O NPS do time (conteúdo e instrutor), feito logo após o treinamento, é utilizado como termômetro do êxito do treinamento e pode gerar boas ideias de aprimoramento da trilha de carreira. É importante “rodar” os instrutores e mentores dedicados a cada conteúdo, de modo a oxigenar as melhores práticas, há muitos talentos a fim de colaborar com a capacitação da empresa, basta procurar com dedicação.

O “Ciclo de Treinamento” precisa se comunicar com o “Ciclo de Feedback” (formal ou informal), na medida em que o último gera insumos ricos sobre o nível de conhecimento do time:

  • Metas atingidas, metas perdidas;
  • Engajamento com a cultura organizacional;
  • Nível de confiança (líderes e pares). A confiança abre espaço, gera mais transparência, para o Feedback sincero e a execução de melhorias por parte da pessoa;
  • Capacidade de execução de rotinas críticas (operacional);
  • Recursos disponíveis;
  • Destaques e pontos fracos de conhecimento – individuais e da área;
  • Recomendações aprendizado para aumentar a capacidade de atingir metas.

Em suma, treinamento e feedback devem ser frentes integradas, irmãos siameses, com planejamento e execução forte. Formação nas competências necessárias e o impacto gerado na capacidade do time em atingir objetivos corporativos dentro da cultura. Os empreendedores de uma startup podem construir versão mais simplificada e adaptada ao seu porte e complexidade, focando na essência do que debatemos.

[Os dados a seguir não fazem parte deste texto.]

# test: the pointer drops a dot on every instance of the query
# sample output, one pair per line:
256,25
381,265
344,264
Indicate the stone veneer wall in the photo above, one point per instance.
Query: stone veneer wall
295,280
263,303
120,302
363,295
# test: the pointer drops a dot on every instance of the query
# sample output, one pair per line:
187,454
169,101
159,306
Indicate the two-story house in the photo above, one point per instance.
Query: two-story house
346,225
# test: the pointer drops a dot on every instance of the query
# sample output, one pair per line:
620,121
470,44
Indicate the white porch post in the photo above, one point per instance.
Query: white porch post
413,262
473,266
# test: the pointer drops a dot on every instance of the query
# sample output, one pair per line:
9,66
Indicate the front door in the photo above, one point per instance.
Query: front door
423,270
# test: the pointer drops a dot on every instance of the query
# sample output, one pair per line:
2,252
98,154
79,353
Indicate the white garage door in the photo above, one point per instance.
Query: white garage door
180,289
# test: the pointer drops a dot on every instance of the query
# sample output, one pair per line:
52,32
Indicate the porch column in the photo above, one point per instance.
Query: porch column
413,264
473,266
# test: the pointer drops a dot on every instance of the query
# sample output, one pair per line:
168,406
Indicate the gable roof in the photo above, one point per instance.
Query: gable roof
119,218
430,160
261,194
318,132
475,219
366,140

Como vimos, a execução das estratégias de gente é um processo que leva tempo, começa muito simples e vai se aprimorando. Começa com o compartilhamento da história e dos valores da sua empresa; passa pela busca cuidadosa de talentos, por processos aprofundados de onboarding, por treinamentos e por avaliações de desempenho.Quando tratada com a devida prioridade e tendo a confiança como “viabilizadora”, o time passará a entender que a cultura organizacional é valorizada.

Uma cultura organizacional que gere alto nível de engajamento e foco em atingir novos sonhos, resultados cada vez melhores, gera agilidade no teste de modelo de negócio (atual ou inovações) e pode disparar ciclo de crescimento escalável. Uma ótima cultura organizacional não compensa um modelo de negócio ruim, mas uma cultura organizacional fraca pode arruinar um modelo de negócio promissor.